Outside these reports, we as physicians in India should look at ourselves including our healthcare. MRSA, NDM-1 and other infections in our hospitals do exist as in the West and can only be detected and controlled with strict infection control policies of each and every healthcare unit. In the West, each and every health unit has strict infection control policies of stringent nature. In fact the only policy a healthcare worker cannot break is that of infection control guidelines. This policy has several components which I might unravel some other time. Surgeons in Delhi-based tertiary-care hospitals have raised voice that such hospitals do follow infection control policies comparable to the Western standards and are being monitored by International agencies.
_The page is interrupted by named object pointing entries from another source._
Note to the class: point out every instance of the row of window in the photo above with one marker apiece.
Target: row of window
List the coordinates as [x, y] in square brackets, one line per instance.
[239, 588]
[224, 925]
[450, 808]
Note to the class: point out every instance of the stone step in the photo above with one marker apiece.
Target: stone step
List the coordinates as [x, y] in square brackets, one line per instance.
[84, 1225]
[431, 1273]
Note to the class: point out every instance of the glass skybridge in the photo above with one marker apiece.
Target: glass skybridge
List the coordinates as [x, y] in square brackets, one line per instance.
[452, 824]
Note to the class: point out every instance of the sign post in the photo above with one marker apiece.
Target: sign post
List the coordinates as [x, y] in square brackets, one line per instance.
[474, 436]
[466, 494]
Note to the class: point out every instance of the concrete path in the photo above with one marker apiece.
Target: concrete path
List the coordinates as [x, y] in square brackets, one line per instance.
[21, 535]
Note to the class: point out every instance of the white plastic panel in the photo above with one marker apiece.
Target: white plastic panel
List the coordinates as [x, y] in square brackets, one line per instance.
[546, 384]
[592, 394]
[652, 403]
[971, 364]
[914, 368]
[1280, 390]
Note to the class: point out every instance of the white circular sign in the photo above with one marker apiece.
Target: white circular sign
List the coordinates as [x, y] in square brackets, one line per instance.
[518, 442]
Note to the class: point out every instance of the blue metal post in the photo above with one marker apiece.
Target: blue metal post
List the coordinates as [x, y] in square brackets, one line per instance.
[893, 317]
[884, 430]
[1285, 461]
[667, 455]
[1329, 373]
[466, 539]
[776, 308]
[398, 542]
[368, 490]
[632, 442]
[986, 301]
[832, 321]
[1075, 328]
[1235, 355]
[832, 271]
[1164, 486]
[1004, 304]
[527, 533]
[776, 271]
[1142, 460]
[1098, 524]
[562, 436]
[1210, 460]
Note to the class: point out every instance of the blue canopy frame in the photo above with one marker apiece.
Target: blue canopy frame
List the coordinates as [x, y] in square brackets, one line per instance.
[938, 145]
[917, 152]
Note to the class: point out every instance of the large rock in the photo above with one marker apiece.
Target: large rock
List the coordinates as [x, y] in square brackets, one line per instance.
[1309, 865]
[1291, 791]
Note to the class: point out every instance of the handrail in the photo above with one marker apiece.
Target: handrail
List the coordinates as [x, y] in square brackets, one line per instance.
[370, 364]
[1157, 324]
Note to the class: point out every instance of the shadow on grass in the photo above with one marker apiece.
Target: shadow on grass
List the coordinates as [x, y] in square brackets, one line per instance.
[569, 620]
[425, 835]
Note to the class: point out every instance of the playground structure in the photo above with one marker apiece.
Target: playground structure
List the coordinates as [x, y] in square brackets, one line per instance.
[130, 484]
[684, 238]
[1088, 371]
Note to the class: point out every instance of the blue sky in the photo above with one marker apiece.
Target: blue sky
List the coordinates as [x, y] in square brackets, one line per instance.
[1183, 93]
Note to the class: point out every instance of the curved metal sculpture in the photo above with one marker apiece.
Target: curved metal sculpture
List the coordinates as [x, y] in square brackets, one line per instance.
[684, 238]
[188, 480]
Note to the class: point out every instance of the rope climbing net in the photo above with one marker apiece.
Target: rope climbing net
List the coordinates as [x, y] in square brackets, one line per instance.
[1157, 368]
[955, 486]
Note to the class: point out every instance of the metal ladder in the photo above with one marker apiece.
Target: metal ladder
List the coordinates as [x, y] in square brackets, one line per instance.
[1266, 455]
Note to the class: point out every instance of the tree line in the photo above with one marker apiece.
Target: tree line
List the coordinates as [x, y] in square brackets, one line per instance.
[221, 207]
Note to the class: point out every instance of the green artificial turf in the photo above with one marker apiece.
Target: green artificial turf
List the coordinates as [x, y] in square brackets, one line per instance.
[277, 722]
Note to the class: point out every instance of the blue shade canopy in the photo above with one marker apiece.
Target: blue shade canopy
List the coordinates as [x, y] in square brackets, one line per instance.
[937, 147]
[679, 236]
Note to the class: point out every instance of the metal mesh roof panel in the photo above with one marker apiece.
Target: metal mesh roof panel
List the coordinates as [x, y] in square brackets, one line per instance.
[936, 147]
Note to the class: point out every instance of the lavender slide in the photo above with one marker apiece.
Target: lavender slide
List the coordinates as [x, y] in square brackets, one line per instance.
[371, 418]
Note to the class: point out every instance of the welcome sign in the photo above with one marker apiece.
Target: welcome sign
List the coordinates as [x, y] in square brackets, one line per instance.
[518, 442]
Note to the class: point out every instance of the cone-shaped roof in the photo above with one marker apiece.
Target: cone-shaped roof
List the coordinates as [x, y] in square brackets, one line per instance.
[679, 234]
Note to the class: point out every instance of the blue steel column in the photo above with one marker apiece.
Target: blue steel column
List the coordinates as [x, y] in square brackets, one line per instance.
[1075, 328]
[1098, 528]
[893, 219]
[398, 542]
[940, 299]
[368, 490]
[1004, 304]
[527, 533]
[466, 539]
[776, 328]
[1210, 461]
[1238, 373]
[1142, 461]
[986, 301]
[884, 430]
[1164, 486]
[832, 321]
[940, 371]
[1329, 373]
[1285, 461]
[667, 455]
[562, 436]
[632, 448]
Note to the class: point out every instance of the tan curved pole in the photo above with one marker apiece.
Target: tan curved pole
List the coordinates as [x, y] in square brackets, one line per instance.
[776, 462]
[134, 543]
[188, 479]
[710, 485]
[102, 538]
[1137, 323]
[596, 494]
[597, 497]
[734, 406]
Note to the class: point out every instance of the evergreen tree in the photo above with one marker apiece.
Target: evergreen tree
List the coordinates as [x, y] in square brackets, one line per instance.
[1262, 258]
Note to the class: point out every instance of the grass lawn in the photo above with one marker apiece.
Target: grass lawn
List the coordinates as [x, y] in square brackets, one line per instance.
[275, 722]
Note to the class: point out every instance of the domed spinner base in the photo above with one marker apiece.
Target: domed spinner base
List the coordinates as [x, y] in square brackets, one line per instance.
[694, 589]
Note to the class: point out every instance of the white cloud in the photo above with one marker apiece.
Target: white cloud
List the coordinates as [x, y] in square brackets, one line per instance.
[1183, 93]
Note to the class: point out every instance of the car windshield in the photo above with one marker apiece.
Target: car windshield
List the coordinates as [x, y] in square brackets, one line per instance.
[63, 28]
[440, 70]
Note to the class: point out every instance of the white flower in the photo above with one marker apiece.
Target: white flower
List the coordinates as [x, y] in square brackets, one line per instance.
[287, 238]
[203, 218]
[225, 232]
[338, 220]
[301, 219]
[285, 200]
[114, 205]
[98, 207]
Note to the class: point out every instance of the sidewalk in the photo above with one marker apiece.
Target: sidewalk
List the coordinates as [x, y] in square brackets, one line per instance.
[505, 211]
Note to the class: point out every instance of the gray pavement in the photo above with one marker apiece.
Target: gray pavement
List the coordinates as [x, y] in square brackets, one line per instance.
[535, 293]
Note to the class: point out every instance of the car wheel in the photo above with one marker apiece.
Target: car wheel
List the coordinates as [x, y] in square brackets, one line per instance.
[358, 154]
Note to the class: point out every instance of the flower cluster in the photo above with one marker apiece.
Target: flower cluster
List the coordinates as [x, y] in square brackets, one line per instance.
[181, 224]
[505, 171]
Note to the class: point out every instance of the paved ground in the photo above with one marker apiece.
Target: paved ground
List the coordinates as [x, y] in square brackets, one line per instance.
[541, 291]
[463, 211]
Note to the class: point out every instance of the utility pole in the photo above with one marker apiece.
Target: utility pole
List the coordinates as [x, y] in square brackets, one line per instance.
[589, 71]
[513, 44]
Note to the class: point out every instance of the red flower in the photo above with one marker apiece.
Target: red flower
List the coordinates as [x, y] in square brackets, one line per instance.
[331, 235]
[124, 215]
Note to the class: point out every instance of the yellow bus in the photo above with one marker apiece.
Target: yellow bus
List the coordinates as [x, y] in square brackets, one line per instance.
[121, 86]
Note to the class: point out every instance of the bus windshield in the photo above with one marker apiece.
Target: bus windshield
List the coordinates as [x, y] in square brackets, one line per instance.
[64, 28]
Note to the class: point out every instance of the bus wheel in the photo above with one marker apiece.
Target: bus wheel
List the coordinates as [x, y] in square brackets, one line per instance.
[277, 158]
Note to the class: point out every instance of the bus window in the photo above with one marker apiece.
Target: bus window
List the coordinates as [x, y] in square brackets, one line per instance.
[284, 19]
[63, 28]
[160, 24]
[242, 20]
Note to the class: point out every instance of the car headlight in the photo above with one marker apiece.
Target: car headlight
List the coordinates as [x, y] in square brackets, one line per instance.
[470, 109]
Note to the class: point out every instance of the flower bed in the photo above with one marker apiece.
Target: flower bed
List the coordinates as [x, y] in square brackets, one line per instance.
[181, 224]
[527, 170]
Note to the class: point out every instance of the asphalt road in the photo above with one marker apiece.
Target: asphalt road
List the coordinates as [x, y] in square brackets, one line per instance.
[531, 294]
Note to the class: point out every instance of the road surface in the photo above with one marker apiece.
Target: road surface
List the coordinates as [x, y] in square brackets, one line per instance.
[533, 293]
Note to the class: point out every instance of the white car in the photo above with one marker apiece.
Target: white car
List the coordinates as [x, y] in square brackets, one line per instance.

However, I as a neutral person can vouch that no Indian hospital can reach the Infection control standards defined in the West. Let us assume that many such hospitals do adhere to such standards. What about hundreds and thousands of other primary and secondary care in India where these policies are not even introduced. Most of the patients which are being referred to such tertiary hospitals come from the grass root primary and secondary hospitals and this is/can be a major source of resistant bugs and superbugs to Apical/tertiary Institutions in which Western patients come for affordable surgeries. Thus if we have to face the West regarding Bugs and Superbug story we need to improve healthcare at grassroots level and introduce healthcare policies which are optimum and also monitored stringently. This shall go a long way in sustaining our medical tourism industry in future.